After mastering tidy() for prcomp, look at:

  • augment.prcomp(): original data with .fittedPC1, .fittedPC2, and more appended as columns
  • glance.prcomp(): one row with the rank of the decomposition
  • tidy.princomp(): same idea for princomp() fits (legacy eigendecomposition)
  • factoextra::fviz_pca_var(): ggplot variable-loadings plot built on broom output
  • factoextra::fviz_eig(): scree plot wrapper that consumes the same variance tibble

For a quick loadings heatmap, pipe the matrix = "v" output into ggplot2::geom_tile(). See the official broom reference for prcomp tidiers for the full column dictionary per matrix option.

FAQ

How do I get PCA loadings as a data frame in R?

Call broom::tidy(pc, matrix = "v") on a fitted prcomp object. Each row is one (variable, PC) pair with the rotation weight in the value column. This is the long-format equivalent of pc$rotation, which is a matrix. Use the long form for ggplot or dplyr; pivot wide with tidyr::pivot_wider(names_from = PC) if you need the classic loadings matrix back.

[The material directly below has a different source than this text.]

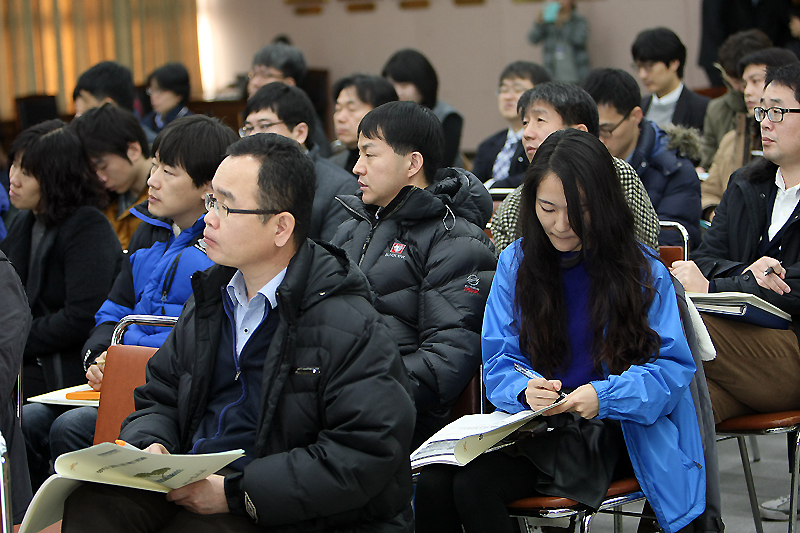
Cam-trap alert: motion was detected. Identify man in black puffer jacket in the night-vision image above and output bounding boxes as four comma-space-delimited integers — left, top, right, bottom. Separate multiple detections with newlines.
62, 133, 415, 533
332, 102, 497, 447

What is the difference between matrix = "u", "v", and "d" in tidy.prcomp?

matrix = "v" returns the loadings (default). matrix = "u" returns the principal component scores, one row per observation per PC. matrix = "d" returns the variance summary per PC. The letters come from the SVD X = U D V', which is how prcomp() computes the PCA internally.

Can tidy() build a scree plot directly?

Not directly, but the data is one pipe away. Run tidy(pc, matrix = "d") |> ggplot(aes(PC, percent)) + geom_col() for a percent-variance scree plot. Swap percent for cumulative for the cumulative version, or use factoextra::fviz_eig(pc) for a publication-ready figure with reference lines.

Does tidy work with prcomp on tibbles?

Yes. prcomp() accepts both data frames and tibbles, and the broom method handles both identically. The output is always a tibble regardless of input class. Pass the original tibble to augment() to keep grouping columns.

Why does augment() return more rows than I expected?

It does not; augment() returns exactly as many rows as the data you pass. If you see more rows, check whether you accidentally passed tidy(pc, matrix = "u") (rows = observations x PCs) into a downstream step expecting one row per observation. The augmented output preserves your input row count.